Très bien connectés au sein du pouvoir, ils sont désormais sur la liste noire du Trésor américain.

 

La sous-secrétaire d’État américaine Sigal Mandelker explique que les activités de ces deux individus alimentent la guerre civile dans le pays. Les deux hommes d’affaires et six de leurs sociétés servaient notamment à préserver l’argent d’officiels sud-soudanais déjà sous sanctions, afin qu’ils puissent conserver leur fortune hors du pays.

 

Ils ont également versé des pots-de-vin afin de décrocher des marchés publics, alimentant un vaste système de corruption impliquant des responsables du gouvernement. Une de ces entreprises a même importé des véhicules blindés utilisés par l’armée contre des civils.

 

 

Où part l’argent du pétrole ?

 

La pression monte sur les 2 leaders sud-soudanais alors que le sous-secrétaire d’État américain chargé des Affaires africaines, Tibor Nagy arrive dans la région. Il ne reste plus que cinq semaines au président Salva Kiir et son rival Riek Machar pour mettre sur pied un gouvernement d’union nationale.

 

Les rencontres s’accélèrent ; Washington s’impatiente.
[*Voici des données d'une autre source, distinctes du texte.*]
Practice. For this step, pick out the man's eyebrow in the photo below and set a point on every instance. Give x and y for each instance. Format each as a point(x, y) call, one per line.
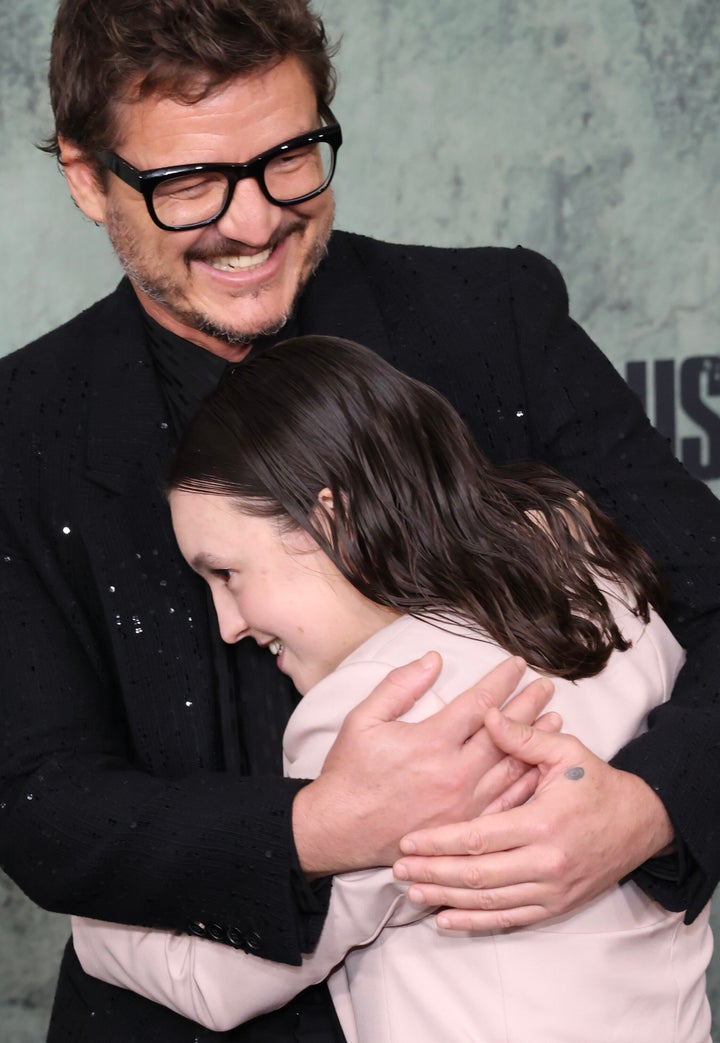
point(204, 561)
Dans une interview à RFI, le sous-secrétaire d’État américain chargé des Affaires africaines Tibor Nagy estime que la communauté internationale a « perdu patience ».
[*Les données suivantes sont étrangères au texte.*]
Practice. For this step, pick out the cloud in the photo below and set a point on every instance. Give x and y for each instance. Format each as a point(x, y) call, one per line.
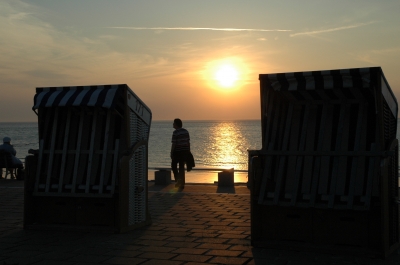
point(332, 30)
point(190, 28)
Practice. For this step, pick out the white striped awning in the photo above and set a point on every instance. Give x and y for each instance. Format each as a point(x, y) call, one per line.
point(99, 96)
point(360, 78)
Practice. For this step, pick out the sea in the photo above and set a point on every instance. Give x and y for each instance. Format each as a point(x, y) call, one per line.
point(214, 144)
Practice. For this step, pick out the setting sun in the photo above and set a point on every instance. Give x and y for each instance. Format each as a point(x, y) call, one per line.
point(226, 75)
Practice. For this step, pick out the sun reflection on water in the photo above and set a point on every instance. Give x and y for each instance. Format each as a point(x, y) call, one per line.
point(227, 147)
Il prévient que d’autres sanctions sont envisageables.

 

« Les États-Unis se réservent le droit d’imposer des sanctions contre toutes personnes – partout dans le monde, quelle que soit leur fonction- s’ils sont impliqués dans d’importantes violations des droits de l’homme ou dans des faits de corruption. »

 

« Le Soudan du Sud produit une quantité importante de pétrole, tous les jours. Comment est-ce que cet argent est utilisé ? Où sont les comptes ? Pourquoi est-ce que le Soudan du Sud demande toujours plus d’argent pour soutenir sa transition ? Ce sont de vraies questions… »

 

 

Des millions de Sud-Soudanais déplacés par les violences ; crise humanitaire

 

Malgré la signature de l’accord de paix en 2018, la situation reste critique, avec des millions de Sud-Soudanais déplacés par les violences et ayant besoin d’aide humanitaire. C’est la plus grande crise humanitaire et de réfugiés d’Afrique, avec plus de 2 millions de personnes en quête de sécurité dans les pays voisins et un nombre égal de déplacés à l’intérieur du pays.

 

Et plus de la moitié des 6,35 millions de Sud-Soudanais sont toujours confrontés à une grave insécurité alimentaire, même si les différentes agences de l’ONU aident de leur mieux la population.

 

Un progrès toutefois, dans le pays il faut noter le maintien du cessez-le-feu permanent dans la plupart du pays. Malgré la réduction des violences, les obstacles administratifs aux livraisons humanitaires demeurent malheureusement encore trop fréquents.

 

D’autre part, si des progrès ont été accomplis, il faut noter que les violences sexuelles se poursuivent à des niveaux élevés, avec une forte impunité, pendant que des enfants continuent d’être recrutés de force comme soldats, notamment par l’opposition.